Do I mention that I live at the beach often enough? No? Okay, so I live at the beach, right? Even when I’m not actually on the beach (at which I live, btw) it’s pretty casual around here, and much of the time people are in their bathing suits when riding bikes or whatever. And, my friends, most of the time people are doing the swimsuit thing all wrong. I need to set the general public straight. (I realize a guide to bathing suits would have been more helpful at the beginning of the summer, when you were shopping, but I wanted to make a careful study of this topic before presenting my research findings.)
I have scientifically determined the bathing suit style that looks great on everybody and every body:

This enhances small breasts and lifts and shows off big ones.
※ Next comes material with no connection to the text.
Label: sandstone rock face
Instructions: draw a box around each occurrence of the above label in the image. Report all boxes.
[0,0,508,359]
It’s cute but not slutty, fun but not too young, glamorous but not self-conscious. Add a floppy straw hat and you’ll be set.
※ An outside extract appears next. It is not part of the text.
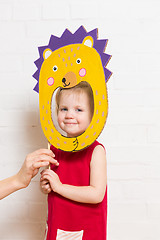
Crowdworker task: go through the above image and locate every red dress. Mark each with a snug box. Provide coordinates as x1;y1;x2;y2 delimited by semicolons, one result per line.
47;141;107;240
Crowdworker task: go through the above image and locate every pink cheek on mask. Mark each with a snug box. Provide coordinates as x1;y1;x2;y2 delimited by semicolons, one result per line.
47;77;54;86
79;68;86;77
And it doesn’t have one of those little skirts (in fact, I think this particular example cuts a little low on the thighs–the higher the cut the longer your legs look! Of course, then you have to worry about, you know, hair removal, but still.)
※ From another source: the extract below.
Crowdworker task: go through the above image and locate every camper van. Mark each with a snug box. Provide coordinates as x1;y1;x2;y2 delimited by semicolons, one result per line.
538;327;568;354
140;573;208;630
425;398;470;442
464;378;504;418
Look, I know everyone thinks those swim skirts are a good way to cover up body flaws, but really all they do is highlight the fact that you think you have some. Nearly every woman has some cellulite. Nobody cares, I promise. Weird veins, stretch marks–honestly I only notice them when you are trying to distract me. (Not to mention, when wet, those skirts are all clingy and drowned-kitten looking). Same goes with extreme shirring, though a little can be flattering. Confidence and unselfconsciousness in your body make it look better. If you insist on a cover-up on your way to and fro, a little sleeveless cotton dress or some sweat shorts are the way to go. A big white T-shirt, say, is basically a sign that says, “My body embarrasses me. Guess why!”
It’s largely about attitude. And also, like I said, my rigorous research findings suggest this particular style works on everyone. Problem solved. You’re welcome!
(And no, that pic is not of me. I actually totally would have put one up–I think I have a rare form of body dysmorphic disorder where I look way hotter to myself than to anyone else–but I haven’t mastered the art of photographing myself in a mirror like the population of MySpace, and Husband has been out of town, and plus he would totally make fun of me if I wanted a bathing suit shot of me for my blog. I even tried to get Little Girl to photograph me, but she just kept getting shots of her feet.)